Answer:
When considering the quadratic function y = ax^2 + bx + c, where a and c remain constant while b varies, we can observe the behavior of the vertex of the quadratic as b changes!
(Long explanation ahead !!)
Explanation:
1. Vertex of the quadratic: The vertex of a quadratic function is given by the formula (-b/2a, f(-b/2a)), where f(x) represents the quadratic function. In this case, the x-coordinate of the vertex is always -b/2a, and the y-coordinate is f(-b/2a).
2. Path formed by the vertex: As b varies, the x-coordinate of the vertex, -b/2a, changes. This implies that the path formed by the vertex is a function of b. Let's call this function V(b), where V represents the x-coordinate of the vertex as a function of b.

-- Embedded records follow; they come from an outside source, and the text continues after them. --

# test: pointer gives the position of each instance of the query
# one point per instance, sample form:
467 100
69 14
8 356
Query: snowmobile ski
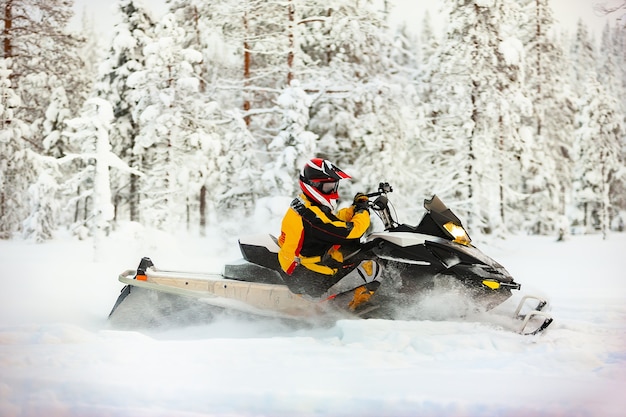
404 261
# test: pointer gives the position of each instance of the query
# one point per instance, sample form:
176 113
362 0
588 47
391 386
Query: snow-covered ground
59 356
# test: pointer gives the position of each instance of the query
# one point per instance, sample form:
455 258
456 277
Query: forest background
210 111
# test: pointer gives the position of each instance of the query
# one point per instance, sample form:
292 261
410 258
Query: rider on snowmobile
312 235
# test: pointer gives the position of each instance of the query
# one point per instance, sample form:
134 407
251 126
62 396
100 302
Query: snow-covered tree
293 145
45 56
475 97
600 161
91 135
126 56
15 168
547 162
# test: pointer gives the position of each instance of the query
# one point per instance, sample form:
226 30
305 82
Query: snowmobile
391 269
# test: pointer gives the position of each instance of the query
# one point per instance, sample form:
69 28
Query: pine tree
131 35
15 169
600 162
44 55
547 162
474 95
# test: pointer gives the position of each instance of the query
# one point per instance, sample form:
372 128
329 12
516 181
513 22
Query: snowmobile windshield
445 219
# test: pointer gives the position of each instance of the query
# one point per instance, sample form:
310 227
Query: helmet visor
329 187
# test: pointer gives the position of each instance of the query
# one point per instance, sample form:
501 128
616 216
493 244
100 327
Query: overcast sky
567 12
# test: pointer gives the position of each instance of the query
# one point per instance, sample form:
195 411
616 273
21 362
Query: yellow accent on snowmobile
368 266
491 284
361 295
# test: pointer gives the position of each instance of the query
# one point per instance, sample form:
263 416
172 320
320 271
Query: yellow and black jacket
310 232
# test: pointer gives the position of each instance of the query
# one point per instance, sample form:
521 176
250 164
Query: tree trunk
246 69
203 210
7 45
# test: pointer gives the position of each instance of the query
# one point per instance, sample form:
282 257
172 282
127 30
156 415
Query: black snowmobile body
413 258
437 253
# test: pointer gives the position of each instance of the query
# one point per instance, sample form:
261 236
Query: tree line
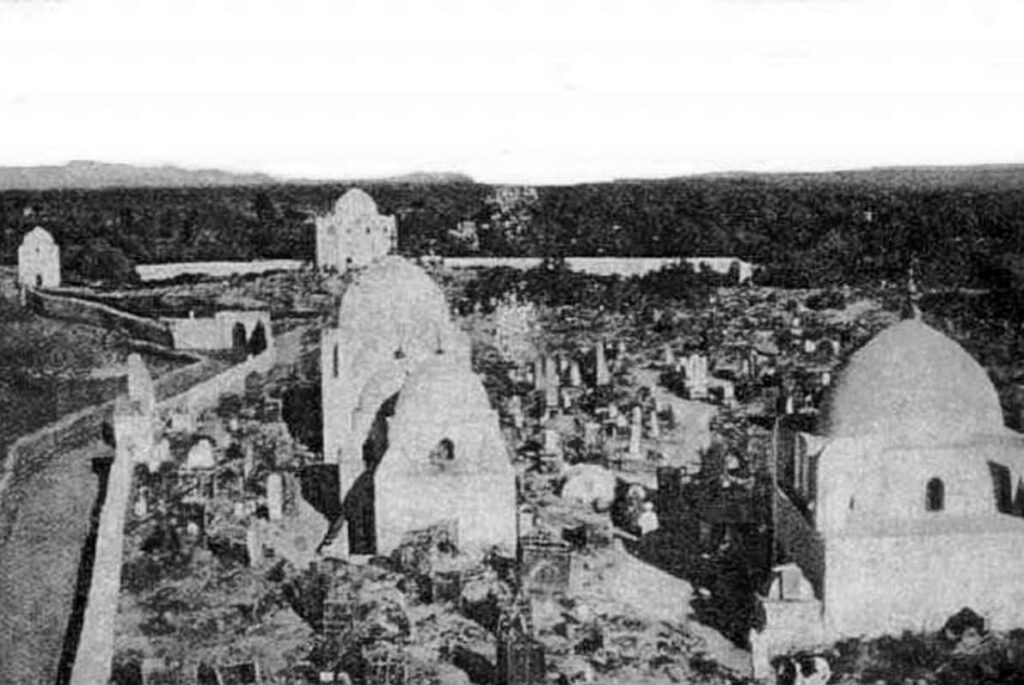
803 231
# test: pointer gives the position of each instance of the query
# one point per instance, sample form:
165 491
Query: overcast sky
527 90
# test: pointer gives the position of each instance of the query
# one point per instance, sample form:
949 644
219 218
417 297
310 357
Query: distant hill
92 175
84 174
983 175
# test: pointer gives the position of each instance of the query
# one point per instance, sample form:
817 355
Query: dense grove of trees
804 231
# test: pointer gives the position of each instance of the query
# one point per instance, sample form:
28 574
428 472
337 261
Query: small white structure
354 233
38 260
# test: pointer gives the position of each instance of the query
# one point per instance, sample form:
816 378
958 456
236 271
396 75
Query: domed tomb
911 384
355 203
446 462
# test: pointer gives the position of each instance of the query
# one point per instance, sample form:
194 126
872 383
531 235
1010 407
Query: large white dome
911 384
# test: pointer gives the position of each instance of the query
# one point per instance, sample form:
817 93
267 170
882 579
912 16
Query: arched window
935 496
443 453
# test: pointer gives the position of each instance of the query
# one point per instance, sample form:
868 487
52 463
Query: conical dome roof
394 293
440 388
913 385
355 202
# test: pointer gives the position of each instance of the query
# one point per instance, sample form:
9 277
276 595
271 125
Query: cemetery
410 480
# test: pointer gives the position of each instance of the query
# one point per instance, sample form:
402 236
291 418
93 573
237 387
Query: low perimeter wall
73 308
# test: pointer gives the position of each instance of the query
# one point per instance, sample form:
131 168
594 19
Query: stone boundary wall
87 311
624 266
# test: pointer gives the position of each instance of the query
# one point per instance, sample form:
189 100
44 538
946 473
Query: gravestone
545 564
201 456
140 387
576 378
601 376
274 497
636 433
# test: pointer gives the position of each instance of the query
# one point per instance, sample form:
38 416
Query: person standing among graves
648 519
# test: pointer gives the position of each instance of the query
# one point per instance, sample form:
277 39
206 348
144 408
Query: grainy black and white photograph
511 343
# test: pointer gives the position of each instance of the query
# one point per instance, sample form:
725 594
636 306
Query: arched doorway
239 338
359 502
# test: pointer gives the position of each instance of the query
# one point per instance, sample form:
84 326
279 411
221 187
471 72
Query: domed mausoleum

3. Showing that V(b) is a quadratic function: To demonstrate that the path formed by the vertex is itself a quadratic function, we need to show that V(b) can be expressed as V(b) = px^2 + qx + r, where p, q, and r are constants.
4. Evaluating V(b): By substituting -b/2a for x in the quadratic function, we can find V(b) as follows: V(b) = a(-b/2a)^2 + b(-b/2a) + c. Simplifying this expression yields V(b) = ab^2/4a^2 - b^2/2a + c, which can be further simplified to V(b) = (-b^2 + 4ac)/4a!
5. Simplifying V(b): By dividing the numerator and denominator by 4, we obtain V(b) = -b^2/4a + ac/a. This expression matches the form px^2 + qx + r, where p = -1/4a, q = 0, and r = ac/a!
6. Vertex lies on the y-axis: The x-coordinate of the vertex, -b/2a, represents the line of symmetry for the quadratic. Since b varies while a and c remain constant, the line of symmetry is always x = -b/2a, which is the equation of the y-axis. Therefore, the vertex of the quadratic function formed by the path of the vertex always lies on the y-axis!
! : In conclusion, as b varies, the path formed by the vertex of the quadratic function y = ax^2 + bx + c is itself a quadratic function, V(b). The vertex of V(b) lies on the y-axis, which is represented by the equation x = -b/2a!!